Agreed, it could be 5 years to 8 years , probably about the time to get a plant made and come up with a new design. My only point is it just doesn't make good sense from a sales point of view. Typically in sales you don't describe the next generation products because you kill your present sales orders. They set the stage with the microbus and killed all of the eurovan orders. I would often know more about the next generation of large storage area networks from different venders than the front line sales force because the companies didn't want the front line sales force to have any knowledge of the next generation products. It's like they are setting themselves up for failure making rookie mistakes. People are going to be driving these vehicles for a long time. A very small percentage of vehicles go into leases, people are interested in vehicles because they have long commutes, or want these for long family road trips.
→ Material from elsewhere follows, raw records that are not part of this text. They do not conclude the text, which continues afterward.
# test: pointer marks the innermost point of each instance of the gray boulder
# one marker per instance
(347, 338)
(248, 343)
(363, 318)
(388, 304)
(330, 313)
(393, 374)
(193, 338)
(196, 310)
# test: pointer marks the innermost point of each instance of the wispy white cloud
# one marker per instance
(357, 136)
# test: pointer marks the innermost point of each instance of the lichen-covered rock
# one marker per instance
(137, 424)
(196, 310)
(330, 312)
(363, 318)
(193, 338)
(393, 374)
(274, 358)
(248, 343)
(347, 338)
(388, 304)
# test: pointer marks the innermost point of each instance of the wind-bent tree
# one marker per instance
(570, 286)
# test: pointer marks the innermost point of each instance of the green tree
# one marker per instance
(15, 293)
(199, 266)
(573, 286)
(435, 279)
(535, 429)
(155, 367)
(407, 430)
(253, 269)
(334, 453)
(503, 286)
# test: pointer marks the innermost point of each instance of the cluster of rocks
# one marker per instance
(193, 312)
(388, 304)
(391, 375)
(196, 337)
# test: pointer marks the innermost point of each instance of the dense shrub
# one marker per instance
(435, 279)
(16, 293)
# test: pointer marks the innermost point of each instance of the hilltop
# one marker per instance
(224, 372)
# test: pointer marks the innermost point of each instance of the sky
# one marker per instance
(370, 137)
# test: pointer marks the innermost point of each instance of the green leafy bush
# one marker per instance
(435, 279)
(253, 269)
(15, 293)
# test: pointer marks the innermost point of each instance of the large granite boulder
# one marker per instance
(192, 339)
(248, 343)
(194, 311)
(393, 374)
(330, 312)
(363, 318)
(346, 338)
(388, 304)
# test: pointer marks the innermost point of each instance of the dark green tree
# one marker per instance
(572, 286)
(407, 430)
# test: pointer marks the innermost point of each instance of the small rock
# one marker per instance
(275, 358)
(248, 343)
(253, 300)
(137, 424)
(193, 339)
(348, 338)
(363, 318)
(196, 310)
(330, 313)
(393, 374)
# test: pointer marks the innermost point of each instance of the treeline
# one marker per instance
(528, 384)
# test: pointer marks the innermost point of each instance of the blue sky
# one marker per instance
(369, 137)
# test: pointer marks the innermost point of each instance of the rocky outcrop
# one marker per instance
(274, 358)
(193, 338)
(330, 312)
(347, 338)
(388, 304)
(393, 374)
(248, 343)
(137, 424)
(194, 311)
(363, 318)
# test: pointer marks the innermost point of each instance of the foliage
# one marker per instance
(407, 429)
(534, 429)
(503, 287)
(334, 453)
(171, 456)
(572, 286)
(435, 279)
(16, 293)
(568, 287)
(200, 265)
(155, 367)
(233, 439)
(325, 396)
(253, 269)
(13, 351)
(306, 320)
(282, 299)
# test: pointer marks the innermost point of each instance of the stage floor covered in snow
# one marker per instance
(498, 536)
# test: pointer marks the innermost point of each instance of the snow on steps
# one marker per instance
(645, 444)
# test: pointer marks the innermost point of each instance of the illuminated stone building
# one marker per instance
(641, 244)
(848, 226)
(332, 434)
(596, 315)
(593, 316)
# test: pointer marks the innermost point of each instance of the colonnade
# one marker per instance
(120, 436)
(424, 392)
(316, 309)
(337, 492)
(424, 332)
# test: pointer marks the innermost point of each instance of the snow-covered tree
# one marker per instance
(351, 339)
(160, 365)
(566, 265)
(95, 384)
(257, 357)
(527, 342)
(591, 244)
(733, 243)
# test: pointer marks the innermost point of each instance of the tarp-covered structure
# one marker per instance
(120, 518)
The average age of the car on the road now is over 10 years and minivans they keep longer because they are more of an investment. Also, people want to buy a new car in hopes that they can sell it with over 100k on it and it will still be very usable to someone else who will pay a good price for it. Now anyone who would buy a 2009 new and plan to keep it 5 years and then sell it will fear that it won't have any resale value because it will be difficult to find parts as it's a one off. Fewer would want to buy it in 2012 or beyond for fear that they are going to be stranded despite it being under warranty (what dealorship is going to be putting money into training for mechanics on chrysler products when it's just got a few years left). Fewer still would buy towards the end of the production cycle because they will simply wait for the VW designed minivan.


----------



## Seyfarth (Nov 11, 2002)

*Re: VW backs away from Chrysler (vwbugstuff)*

They could build it in Puebla, Mexico, just like the New Beetle, the Rabbit/Golf and Jetta.


----------



## Cubster (Nov 26, 2002)

*Re: VW backs away from Chrysler (Seyfarth)*

This could also be a test to see if people will buy a VW minivan.


----------



## mrreet (Sep 10, 2002)

*Re: VW backs away from Chrysler (Cubster)*


_Quote, originally posted by *Cubster* »_This could also be a test to see if people will buy a VW minivan.









I don't recall any Eurovans still sitting on the lots.


----------



## AzBarber (Jun 2, 2003)

*Re: VW backs away from Chrysler (mrreet)*


_Quote, originally posted by *mrreet* »_ 








I don't recall any Eurovans still sitting on the lots. 


I just lookd up the blue book on my 2001 weekender. $16k wholesale, $22k retail.
That's a stupid high resale that comes from a vehicle that's highly desired and rare. 
I only paid $29k for it brand new.
I think VW is barking up the wrong tree.
Az


----------



## EUROBORA8V (May 16, 2005)

*Re: VW backs away from Chrysler (Seyfarth)*


_Quote, originally posted by *Seyfarth* »_They could build it in Puebla, Mexico, just like the New Beetle, the Rabbit/Golf and Jetta.

New Rabbit/Golf are made in Germany. Previous ones in Brazil. MKII were made in Mexico. 
They can not add a van production to Puebla factory because its already over capacity.


----------



## johnrg (Jul 11, 2003)

*Re: VW backs away from Chrysler (AzBarber)*

Take a look at these prices for refurbished campers...
http://gowesty.com/vehicles_for_sale.php
Glad my 99 camper with 100k is in great shape. With nothing else out there these campers will stay valuable. 
John


----------